Under Mello-Roos, if a particular land area has fewer than 10 registered voters--such as a large, undeveloped tract of property--the property owners themselves can approve the bond measure and promise to repay the

indebtedness through tax assessments on their property. Developers, however, pass that tax debt on to the homeowners who will buy the property and homes they are developing, thereby effectively passing on to future residents the cost of providing schools for their children. A homeowner knows, going into his purchase, that he faces the additional tax.

Typically, the school district will not authorize sale of the bonds until a certain percentage of the homes are purchased, and then use that revenue to build the schools needed to serve those new neighborhoods. Some districts--as was the case last year in Carlsbad--negotiate with the developer to pay the bond debt up front so school construction can begin that much sooner. The developer then gets reimbursed when he sells the homes in subsequent years.

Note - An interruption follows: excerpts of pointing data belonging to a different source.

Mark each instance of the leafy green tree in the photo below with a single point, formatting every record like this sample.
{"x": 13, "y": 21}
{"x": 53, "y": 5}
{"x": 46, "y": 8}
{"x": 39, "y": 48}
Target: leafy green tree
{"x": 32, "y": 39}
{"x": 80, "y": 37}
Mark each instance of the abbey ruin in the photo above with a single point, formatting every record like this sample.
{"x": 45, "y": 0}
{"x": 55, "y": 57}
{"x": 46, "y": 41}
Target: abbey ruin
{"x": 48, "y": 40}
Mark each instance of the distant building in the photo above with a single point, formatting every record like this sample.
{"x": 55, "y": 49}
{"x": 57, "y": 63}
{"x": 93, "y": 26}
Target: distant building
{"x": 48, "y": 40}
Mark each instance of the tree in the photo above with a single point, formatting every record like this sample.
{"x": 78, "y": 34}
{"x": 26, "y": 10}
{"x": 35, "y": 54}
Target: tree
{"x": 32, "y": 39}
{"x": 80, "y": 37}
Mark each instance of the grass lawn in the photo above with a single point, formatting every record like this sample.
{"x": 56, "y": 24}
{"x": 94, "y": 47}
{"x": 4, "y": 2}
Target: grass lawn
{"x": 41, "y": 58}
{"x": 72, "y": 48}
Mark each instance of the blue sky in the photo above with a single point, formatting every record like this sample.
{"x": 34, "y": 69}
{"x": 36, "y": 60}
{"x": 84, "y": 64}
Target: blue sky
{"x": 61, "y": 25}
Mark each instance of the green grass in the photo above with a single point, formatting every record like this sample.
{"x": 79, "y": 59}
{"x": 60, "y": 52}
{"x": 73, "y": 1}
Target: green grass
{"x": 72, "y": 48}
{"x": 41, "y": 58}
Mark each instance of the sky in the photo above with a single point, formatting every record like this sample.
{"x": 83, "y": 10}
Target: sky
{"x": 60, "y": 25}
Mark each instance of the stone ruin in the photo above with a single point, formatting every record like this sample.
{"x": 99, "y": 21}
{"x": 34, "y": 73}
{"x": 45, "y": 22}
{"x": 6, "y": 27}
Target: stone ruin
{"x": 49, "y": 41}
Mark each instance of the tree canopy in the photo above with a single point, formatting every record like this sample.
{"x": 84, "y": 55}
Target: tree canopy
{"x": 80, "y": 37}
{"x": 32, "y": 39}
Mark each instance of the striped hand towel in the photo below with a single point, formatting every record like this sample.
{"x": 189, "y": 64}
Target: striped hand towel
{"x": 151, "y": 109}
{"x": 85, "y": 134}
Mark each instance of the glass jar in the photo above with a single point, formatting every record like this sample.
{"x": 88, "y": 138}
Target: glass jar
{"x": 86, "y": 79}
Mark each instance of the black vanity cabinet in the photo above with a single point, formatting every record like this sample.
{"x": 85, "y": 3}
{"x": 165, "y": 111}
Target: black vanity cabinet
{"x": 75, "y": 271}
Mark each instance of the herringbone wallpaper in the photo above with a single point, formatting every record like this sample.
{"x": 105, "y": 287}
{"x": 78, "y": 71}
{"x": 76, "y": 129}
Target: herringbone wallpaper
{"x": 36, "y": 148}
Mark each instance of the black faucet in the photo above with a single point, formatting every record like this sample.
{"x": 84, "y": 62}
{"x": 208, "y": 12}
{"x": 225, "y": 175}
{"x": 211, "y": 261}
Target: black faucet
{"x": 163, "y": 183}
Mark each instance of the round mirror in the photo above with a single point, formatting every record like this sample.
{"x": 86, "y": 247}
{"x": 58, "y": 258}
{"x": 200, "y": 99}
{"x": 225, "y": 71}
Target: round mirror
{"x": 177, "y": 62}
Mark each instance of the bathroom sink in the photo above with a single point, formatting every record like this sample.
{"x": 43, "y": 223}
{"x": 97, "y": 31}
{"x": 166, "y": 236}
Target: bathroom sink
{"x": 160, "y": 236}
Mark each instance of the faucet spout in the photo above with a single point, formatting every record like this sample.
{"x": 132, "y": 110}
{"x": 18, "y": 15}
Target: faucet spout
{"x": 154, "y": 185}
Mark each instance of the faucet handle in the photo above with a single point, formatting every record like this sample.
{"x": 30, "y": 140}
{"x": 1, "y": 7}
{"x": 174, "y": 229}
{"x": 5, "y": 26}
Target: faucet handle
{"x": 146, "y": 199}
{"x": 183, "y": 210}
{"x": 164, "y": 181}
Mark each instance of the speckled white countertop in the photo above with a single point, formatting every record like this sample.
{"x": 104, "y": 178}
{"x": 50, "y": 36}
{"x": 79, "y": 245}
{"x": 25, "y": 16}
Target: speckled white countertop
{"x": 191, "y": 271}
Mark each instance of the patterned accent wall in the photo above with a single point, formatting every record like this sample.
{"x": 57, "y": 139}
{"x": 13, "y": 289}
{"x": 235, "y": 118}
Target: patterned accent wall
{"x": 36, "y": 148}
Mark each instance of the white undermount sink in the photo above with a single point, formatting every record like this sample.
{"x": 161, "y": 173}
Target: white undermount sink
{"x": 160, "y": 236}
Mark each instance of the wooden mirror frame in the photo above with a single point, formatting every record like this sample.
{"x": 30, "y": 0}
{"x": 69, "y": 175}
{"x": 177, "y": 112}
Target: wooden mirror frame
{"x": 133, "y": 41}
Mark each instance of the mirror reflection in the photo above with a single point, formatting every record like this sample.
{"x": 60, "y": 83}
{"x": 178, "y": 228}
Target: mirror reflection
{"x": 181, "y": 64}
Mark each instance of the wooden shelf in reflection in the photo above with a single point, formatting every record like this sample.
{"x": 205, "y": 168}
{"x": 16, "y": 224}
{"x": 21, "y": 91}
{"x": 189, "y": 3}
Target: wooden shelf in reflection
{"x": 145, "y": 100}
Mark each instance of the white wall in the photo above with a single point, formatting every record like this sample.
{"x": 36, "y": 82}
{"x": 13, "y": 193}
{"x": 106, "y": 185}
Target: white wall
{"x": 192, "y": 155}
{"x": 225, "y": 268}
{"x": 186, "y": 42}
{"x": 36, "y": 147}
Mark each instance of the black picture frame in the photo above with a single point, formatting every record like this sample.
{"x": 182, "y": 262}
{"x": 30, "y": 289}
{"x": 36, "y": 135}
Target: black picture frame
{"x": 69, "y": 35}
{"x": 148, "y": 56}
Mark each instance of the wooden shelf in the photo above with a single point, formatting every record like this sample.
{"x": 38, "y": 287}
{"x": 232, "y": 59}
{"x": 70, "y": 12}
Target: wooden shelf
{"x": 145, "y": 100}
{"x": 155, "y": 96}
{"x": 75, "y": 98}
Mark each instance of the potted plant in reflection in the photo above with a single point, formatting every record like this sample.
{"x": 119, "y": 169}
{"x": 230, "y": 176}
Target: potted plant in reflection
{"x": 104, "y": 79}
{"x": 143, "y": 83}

Some districts don’t have the opportunity to pursue Mello-Roos financing, however, because there are no large tracts of undeveloped land within their district to tap as a bond-repayment source, and Mello-Roos isn’t feasible on smaller developments.

Other districts, if they have the support of the city councils that approve new, large developments, sometimes win negotiated settlements directly with a developer to donate a land site or, better yet, fund the construction of entire schools as a condition of the approval of their development by the council.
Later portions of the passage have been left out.